Поездка в гости к кому-то из друзей Жана обещала быть увлекательной и самое главное – давала возможность отдохнуть от прародителей, у которых она проживала и которые, правду сказать, достали Кейт очень сильно. Предвкушая двухдневную свободу, она чувствовала себя в высшей степени ублаготворенной и чуть ли не мурлыкала, пригревшись на уютной лавочке.
– Вы знаете, мадемуазель, пока я не посмотрел в вашу сторону, я и не думал, что в Париже водятся дикие львы.
Кейт открыла глаза и увидела молодого мужчину с сумкой в руке, он тут же уселся на скамейку, расположенную углом к той, на которой сидела Кейт, и стал откровенно разглядывать ее.
– Вы сумасшедший? – поинтересовалась она.
– Нет. Я преподаю в университете. Меня зовут Бернар. А вы похожи на львенка. Вам никто еще этого не говорил?
Он был симпатичен. И даже красив. Но совершенно не похож на Жана, поэтому Кейт не стала толком разглядывать его, ведь ее привлекали только черноволосые мужчины, напоминающие в той или иной степени ее возлюбленного. Остальные были просто серой массой.
– Откровенно говоря, нет. Да и вы зря стараетесь: я не студентка, я всего лишь подаю документы, и нечего меня клеить.
Но несмотря на столь суровую отповедь, взгляд ее был отнюдь не суровый, а лукаво-насмешливый, впрочем, глаза у нее всегда казались насмешливыми из-за слишком густых нижних ресниц. Она смотрела на него из-под пышных волос, шапкой спадавших на лоб и плечи, и беззаботно улыбалась. Кейт знала, что в таком ракурсе она выглядит в высшей мере соблазнительно.
– Вы самый настоящий львенок, – еще раз мечтательно произнес Бернар. – В вашей улыбке притаилось солнце и вечное лето.
Она закинула длинную ногу в остроносом ботинке на его скамью, задев подошвой сумку, и вызывающе посмотрела, скрестив руки на груди, мол, ну давай, прогони меня, попробуй.

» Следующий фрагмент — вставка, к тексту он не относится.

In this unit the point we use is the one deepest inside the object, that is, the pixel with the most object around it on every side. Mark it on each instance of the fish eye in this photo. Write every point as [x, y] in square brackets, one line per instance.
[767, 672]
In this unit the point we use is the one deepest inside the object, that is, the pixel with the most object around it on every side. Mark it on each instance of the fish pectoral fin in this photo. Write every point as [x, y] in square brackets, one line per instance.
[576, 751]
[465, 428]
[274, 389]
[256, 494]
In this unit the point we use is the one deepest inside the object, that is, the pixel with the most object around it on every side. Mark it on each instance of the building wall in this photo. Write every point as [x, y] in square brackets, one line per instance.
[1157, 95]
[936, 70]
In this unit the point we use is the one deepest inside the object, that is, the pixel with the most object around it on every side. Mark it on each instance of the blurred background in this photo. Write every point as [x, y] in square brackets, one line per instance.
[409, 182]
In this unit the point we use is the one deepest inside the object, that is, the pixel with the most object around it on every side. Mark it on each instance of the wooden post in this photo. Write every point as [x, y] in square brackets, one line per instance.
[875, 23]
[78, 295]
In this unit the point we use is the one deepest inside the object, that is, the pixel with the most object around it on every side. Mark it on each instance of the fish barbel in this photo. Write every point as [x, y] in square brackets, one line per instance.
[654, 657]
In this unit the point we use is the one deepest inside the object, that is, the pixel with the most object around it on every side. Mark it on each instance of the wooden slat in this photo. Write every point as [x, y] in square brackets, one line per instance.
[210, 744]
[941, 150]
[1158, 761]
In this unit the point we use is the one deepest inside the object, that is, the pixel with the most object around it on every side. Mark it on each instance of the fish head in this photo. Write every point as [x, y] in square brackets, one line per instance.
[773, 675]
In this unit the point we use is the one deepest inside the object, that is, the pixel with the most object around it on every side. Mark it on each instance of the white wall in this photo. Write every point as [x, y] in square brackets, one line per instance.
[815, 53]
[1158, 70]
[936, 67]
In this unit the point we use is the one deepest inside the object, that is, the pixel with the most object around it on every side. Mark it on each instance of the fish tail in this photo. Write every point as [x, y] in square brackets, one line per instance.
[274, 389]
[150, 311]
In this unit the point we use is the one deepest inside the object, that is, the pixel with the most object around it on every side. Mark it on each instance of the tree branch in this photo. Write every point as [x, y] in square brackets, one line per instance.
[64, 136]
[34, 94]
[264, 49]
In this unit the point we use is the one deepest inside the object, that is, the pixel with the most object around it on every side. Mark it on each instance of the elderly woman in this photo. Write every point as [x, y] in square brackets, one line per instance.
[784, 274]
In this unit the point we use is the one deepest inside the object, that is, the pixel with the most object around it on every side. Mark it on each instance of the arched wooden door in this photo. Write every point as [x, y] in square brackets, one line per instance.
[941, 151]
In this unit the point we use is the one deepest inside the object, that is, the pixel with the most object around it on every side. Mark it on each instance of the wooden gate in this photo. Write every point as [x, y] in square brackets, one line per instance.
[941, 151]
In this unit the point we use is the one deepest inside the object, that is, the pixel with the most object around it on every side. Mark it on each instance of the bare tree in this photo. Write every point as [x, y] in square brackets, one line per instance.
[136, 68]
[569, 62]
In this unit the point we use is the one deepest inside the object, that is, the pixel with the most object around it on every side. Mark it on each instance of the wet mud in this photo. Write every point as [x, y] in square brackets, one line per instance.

– А что, на львицу я не тяну?
– Да нет, почему… Но у львиц не бывает гривы. Впрочем, вы похожи на молодую львицу. Вы такая… – Он вдруг смутился и замолчал, пройдясь взглядом по ее фигуре.
Кейт заерзала на лавочке, поняв причину его смущения, и почему-то сама смутилась.
– Ну… я пойду, пожалуй. У меня там… ждут меня там…
Она ловко и как-то вызывающе зашагала по аллее, позвякивая каблуками и металлическими цепочками на ботинках, как будто каждый шаг доставлял ей невероятное наслаждение.
Сандра и Барби всегда говорили, что у нее красивые ноги, которые не нужно прятать, но она как раз предпочитала засовывать их в джинсы. Ноги у нее действительно были длинные, даже непонятно, чему тут завидовать, иногда в сердцах думала она, ведь это же неудобно – таскать за собой такие длинные конечности. Но покорялась судьбе, потому что мужчины находили эту ее особенность восхитительной.
– Ты сведешь с ума всех французов! – сказал Жан, сгребая ее в охапку у входа в парк. – Посмотри, как на тебя оглядываются.
Жан тоже откровенно любовался ею. Когда она вот так улыбалась безмятежной, и вправду королевской улыбкой львицы, застигнутой в благодушном настроении, вокруг словно рассветало утро. Кейт умела создавать настроение вокруг себя. И конечно, пользовалась и этой данностью тоже.
– Ты уже освободился? – Слова этого сумасшедшего Бернара добавляли остроты ее ощущениям, она чувствовала себя счастливой и желанной…
– Да. И похищаю тебя из стен самого скучного заведения.
– Почему же «самого»? – лукаво сказала Кейт, украдкой оглянувшись на лавочку, где сидел Бернар и не стесняясь смотрел, как они обнимаются.
– Да потому что я не могу себе представить тебя за университетской партой. Ты не создана для учебы.
– А для чего я создана? – прошептала Кейт и наградила его долгим многозначительным взглядом.
– Это я расскажу тебе сегодня ночью… – И Жан подкрепил свое обещание нежным затяжным поцелуем.